# Beta's and algae eaters? Help!



## LovinLiveBearer

I have a male beta in a 2g tank. It has one live fern, an under gravel filter with a pump, air stone, and filter cartridge. It is heated to around 72f. It has ugly purple gravel, that I was too cheep to upgrade at this point, but will when I can afford. Anyways...there is this brown algae that started growing on the rocks and now is on the plastic tank, and the heater. I know that some bland looking fish can be kept with betas but I didn't know if anyone knew of a algae eating fish that would be ok with a beta in a 2g. If they get bigger than an inch or two I have a 20g set up now and a 55g in the works. Any ideas? Thanks for the advice!
Mal and Mooshoo the Beta


----------



## emc7

No fish, maybe a snail?


----------



## trashion

An olive nerite snail might take care of it, but they're hard to find. Just scrub the glass, don't overfeed, and don't leave lights on too long.


----------



## Guest

It is easier to just scrub the algae off and cut back on feeding than to add something else. 2 gallons is a small amount of water and when you add fish (not suggested) or snails, then you are just increasing the waste and just making the algae problem worse.

Unused toothbrushes make great algae scrapers in small tanks. 

Up your water changes, that should help as well.


----------



## audzter

heres the catch. the tank should be a bare tank that means there are no airstone or any gravel. thats the # 1 standard rule for betta keepers.. why?
first of all bettas do not need oxygen in the water since they breath air ... whaatt?? nooo airrrr??? thats right .. they breath atmospheric air they dont depend on the oxygen in the water. having a bare tank means cleaning more easy, since you have a 2 gal tank for the betta, use a cup to capture the betta then clean the whole tank then put the betta back ones the tank is clean, thats how you do it  and having a brown algea is just to much for a betta tank 
have fun and enjoy


----------



## trashion

Jeez, I wouldn't subject my betta to that. There's nothing wrong with keeping a betta in a filtered tank. Even if they don't breathe dissolved oxygen, there's no reason to keep them in a nitrogen soup. Also, with no decor, the fish has nowhere to hide and may get stressed. Keeping fish in a bare tank is kind of cruel.


----------



## Guest

Agreed. ^^ A bare tank is fine for breeding and raising fry maybe, but I still wouldn't take the fish out and clean everything. 

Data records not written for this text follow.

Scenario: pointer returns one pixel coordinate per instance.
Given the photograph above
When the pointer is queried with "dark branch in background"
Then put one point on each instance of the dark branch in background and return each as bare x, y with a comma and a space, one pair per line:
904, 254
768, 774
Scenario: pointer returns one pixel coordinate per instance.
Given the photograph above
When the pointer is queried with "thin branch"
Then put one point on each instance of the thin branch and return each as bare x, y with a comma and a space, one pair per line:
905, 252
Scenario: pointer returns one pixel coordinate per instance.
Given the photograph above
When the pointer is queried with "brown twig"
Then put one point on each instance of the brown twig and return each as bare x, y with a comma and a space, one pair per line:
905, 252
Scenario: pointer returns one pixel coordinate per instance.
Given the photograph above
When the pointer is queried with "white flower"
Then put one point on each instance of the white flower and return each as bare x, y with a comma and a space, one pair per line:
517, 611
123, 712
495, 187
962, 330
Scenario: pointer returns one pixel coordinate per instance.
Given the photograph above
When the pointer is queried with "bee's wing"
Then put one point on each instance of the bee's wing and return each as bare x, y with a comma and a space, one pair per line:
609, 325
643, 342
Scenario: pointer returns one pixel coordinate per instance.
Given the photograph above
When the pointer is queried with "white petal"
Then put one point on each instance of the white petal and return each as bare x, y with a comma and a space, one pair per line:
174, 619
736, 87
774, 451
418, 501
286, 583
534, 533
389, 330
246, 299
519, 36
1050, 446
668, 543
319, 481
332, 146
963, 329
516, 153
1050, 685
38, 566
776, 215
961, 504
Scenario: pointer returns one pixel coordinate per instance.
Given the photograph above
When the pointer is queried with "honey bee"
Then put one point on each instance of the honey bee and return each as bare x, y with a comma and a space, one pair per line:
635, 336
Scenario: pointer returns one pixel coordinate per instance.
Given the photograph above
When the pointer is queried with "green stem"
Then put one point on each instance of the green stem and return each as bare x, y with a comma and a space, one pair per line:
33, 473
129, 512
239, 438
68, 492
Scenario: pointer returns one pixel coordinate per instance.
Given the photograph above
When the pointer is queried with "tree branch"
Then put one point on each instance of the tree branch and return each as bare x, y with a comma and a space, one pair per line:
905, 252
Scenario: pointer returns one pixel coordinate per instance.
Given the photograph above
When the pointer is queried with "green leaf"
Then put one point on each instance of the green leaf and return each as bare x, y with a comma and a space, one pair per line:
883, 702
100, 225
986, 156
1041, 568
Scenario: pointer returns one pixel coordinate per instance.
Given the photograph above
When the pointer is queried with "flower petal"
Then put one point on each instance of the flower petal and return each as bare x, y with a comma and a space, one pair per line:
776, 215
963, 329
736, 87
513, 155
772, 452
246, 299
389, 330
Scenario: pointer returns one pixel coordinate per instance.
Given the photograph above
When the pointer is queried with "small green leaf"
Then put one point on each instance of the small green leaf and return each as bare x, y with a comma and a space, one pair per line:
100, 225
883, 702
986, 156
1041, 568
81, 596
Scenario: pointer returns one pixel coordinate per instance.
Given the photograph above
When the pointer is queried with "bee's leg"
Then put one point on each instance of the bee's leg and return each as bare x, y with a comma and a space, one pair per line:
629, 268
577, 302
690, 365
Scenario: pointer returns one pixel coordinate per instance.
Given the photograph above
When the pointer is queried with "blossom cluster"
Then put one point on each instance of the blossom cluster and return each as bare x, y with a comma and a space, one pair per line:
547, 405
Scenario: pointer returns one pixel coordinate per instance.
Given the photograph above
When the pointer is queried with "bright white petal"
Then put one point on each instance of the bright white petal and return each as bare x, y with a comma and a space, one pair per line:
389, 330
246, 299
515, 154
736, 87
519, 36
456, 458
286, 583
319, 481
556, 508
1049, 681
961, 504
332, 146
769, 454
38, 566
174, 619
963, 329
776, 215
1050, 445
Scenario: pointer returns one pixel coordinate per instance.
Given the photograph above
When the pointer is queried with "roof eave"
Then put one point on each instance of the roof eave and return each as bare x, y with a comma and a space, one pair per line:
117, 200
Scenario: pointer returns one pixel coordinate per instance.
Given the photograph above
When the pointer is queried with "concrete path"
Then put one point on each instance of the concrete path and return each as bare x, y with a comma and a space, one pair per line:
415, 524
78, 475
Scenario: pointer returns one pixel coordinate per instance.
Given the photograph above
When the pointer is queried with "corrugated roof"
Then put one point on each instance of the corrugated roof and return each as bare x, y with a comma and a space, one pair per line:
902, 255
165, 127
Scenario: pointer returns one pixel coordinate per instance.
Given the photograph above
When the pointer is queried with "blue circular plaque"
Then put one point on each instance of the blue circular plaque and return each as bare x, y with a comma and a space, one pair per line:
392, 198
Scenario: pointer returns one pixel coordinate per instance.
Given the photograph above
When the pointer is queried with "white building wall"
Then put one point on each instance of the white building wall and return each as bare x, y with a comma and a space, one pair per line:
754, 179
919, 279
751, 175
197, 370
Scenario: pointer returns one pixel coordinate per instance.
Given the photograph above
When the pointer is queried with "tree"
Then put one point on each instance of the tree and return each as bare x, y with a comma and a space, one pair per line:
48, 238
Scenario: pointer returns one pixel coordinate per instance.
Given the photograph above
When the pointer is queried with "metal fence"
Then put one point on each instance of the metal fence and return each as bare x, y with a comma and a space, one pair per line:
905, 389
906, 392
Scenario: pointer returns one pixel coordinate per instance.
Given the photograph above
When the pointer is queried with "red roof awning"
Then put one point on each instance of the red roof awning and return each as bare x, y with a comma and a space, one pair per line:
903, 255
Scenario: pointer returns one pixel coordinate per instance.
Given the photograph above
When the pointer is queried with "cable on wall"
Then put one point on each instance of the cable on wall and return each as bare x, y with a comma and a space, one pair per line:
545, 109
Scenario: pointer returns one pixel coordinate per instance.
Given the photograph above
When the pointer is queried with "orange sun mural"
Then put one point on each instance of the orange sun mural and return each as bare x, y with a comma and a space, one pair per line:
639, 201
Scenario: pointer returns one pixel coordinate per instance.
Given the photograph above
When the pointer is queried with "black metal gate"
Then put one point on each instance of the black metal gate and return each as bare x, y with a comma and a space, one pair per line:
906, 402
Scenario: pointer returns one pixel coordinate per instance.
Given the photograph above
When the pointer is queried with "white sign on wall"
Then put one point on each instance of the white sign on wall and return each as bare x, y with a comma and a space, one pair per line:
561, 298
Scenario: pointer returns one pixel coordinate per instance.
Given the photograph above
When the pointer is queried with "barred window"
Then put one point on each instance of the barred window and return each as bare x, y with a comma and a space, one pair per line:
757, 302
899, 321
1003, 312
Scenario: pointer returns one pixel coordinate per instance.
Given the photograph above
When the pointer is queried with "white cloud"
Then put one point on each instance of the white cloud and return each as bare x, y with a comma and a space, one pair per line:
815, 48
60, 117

Bettas live fine in filtered tanks. In unfiltered tanks you have to do water changes every other day......in filtered tanks you can go a bit longer than that. They won't die from water movement either as long as it doesn't stress them.


----------



## audzter

well just one thing, bettas are much happier in the 2 gal tank, some times in the community tank the betta get nipped by other fishes, wich cause much stress than being on the safe bare tank. any ways its your choice^^


----------



## Guest

If you choose the right tankmates, bettas are perfectly happy in a community tank.

And they can live alone in a nicely planted 5 or 10g and be perfectly happy. I've witnessed it myself.


----------



## emc7

But audtzer is right that you can put the betta in a (dark is better) cup, take the water level down enough for your hand, and scrub all the algae off, siphon it up and then put the fish back after a 50% water change.


----------



## LovinLiveBearer

I am very aware that bettas go to the surface for air and that the air in the water does not matter. I purely keep the air stone and filter to help keep the water clean and I think it is just healthier in general to have oxygenated water than not. I do water changes about once a week and try to wipe down the sides. I just thought that it might help keep the tank even cleaner if there was some sort of clean up crew on the bottom. I do not over feed Mooshoo. I only put in what he can eat. Anyways, thanks for the advice, I will look into getting a snail and up the water changes. Thanks!


----------



## trashion

Even just putting it "what he can eat" can be too much. It's the waste they produce, not necessarily the food they don't eat, that can foul up the water. My friend's fish ate itself to death. They will keep eating as much as they can. I only feed bettas maybe 4-5 pellets every other day.


----------



## Ricker

If your 20g is a community tank try and put him in there. I keep my betta in my 55 he doesn't bother a soul and loves the room.


----------



## CaysE

JustOneMore20 said:


> ...Bettas live fine in filtered tanks. In unfiltered tanks you have to do water changes every other day......in filtered tanks you can go a bit longer than that. They won't die from water movement either as long as it doesn't stress them.


Agreed... my male crowntail has been thriving well in my Eclipse Hex5. It's well-planted with an Eco-Complete substrate... he gets a healthy bubblenest going pretty often. 

I feed him frozen bloodworms... he doesn't even look at pellets anymore.


----------



## shade2dope

I have heard that its not good to feed blood worms everyday...to much protien.Iam not sure on that though.I like to give mine a variety of live frozen and pellet flake form betta pro being one of my favs.I would do what evrone else is saying a scrub it down.I would leave the decor betta like to sleep on the plants.


----------